Oszustwo "na Netflixa". Na czym polega?
Były już fałszywe wiadomości od "banków", rzekome niedopłaty rachunków, wezwania do opłacenia nieistniejących paczek - nadeszła pora na Netflixa. Osoba podszywająca się pod znaną platformę sugeruje - za pośrednictwem wiadomości SMS - że subskrypcja została tymczasowo zawieszona i konieczne jest podjęcie działań w celu reaktywacji. W wiadomości podany jest również link, w który należy kliknąć aby rzekomo odnowić subskrypcję.

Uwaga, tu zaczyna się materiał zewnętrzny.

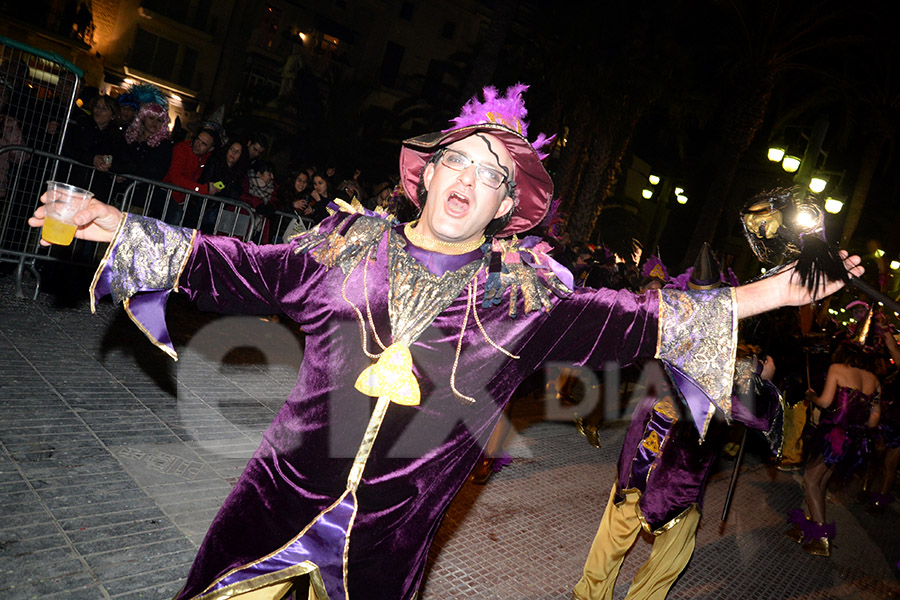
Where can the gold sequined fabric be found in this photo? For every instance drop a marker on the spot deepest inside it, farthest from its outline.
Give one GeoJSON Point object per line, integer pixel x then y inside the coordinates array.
{"type": "Point", "coordinates": [417, 296]}
{"type": "Point", "coordinates": [698, 334]}
{"type": "Point", "coordinates": [147, 255]}
{"type": "Point", "coordinates": [345, 250]}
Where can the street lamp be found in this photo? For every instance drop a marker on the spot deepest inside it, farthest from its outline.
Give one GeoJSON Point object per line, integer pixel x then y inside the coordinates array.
{"type": "Point", "coordinates": [790, 163]}
{"type": "Point", "coordinates": [817, 184]}
{"type": "Point", "coordinates": [776, 152]}
{"type": "Point", "coordinates": [833, 205]}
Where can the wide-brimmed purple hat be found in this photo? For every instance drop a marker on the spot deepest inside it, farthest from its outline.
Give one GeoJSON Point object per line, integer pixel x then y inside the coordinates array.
{"type": "Point", "coordinates": [502, 117]}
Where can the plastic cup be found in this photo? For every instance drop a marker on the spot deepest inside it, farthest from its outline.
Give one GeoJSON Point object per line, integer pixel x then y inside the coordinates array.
{"type": "Point", "coordinates": [63, 201]}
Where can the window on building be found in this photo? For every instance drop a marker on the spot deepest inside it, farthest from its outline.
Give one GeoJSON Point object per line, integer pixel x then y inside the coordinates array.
{"type": "Point", "coordinates": [174, 9]}
{"type": "Point", "coordinates": [188, 66]}
{"type": "Point", "coordinates": [202, 19]}
{"type": "Point", "coordinates": [153, 55]}
{"type": "Point", "coordinates": [390, 65]}
{"type": "Point", "coordinates": [448, 30]}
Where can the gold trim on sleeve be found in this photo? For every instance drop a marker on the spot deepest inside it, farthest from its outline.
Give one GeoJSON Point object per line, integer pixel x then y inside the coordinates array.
{"type": "Point", "coordinates": [105, 261]}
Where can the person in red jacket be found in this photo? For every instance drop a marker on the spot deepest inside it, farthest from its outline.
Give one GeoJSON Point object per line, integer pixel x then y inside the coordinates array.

Jak podaje portal dobreprogramy.pl, najprawdopodobniej po kliknięciu w link zostalibyśmy poproszenie o podanie loginu, hasła oraz innych danych wrażliwch. To wszystko mogłoby prowadzić do potencjalnej kradzieży danych bądź środków finansowych.
Podejrzany sms. Co z nim zrobić?
W przypadku otrzymania takiej wiadomości należy ją po prostu zignorować. Jeśli mamy wątpliwości co do statusu naszej subskrypcji można sprawdzić ją samodzielnie na swoim netflixowym koncie.
Samą wiadomość SMS można natomiast przekazać specjalistom z CERT Polska do analizy - zaleca redakcja portalu dobreprogramy.pl.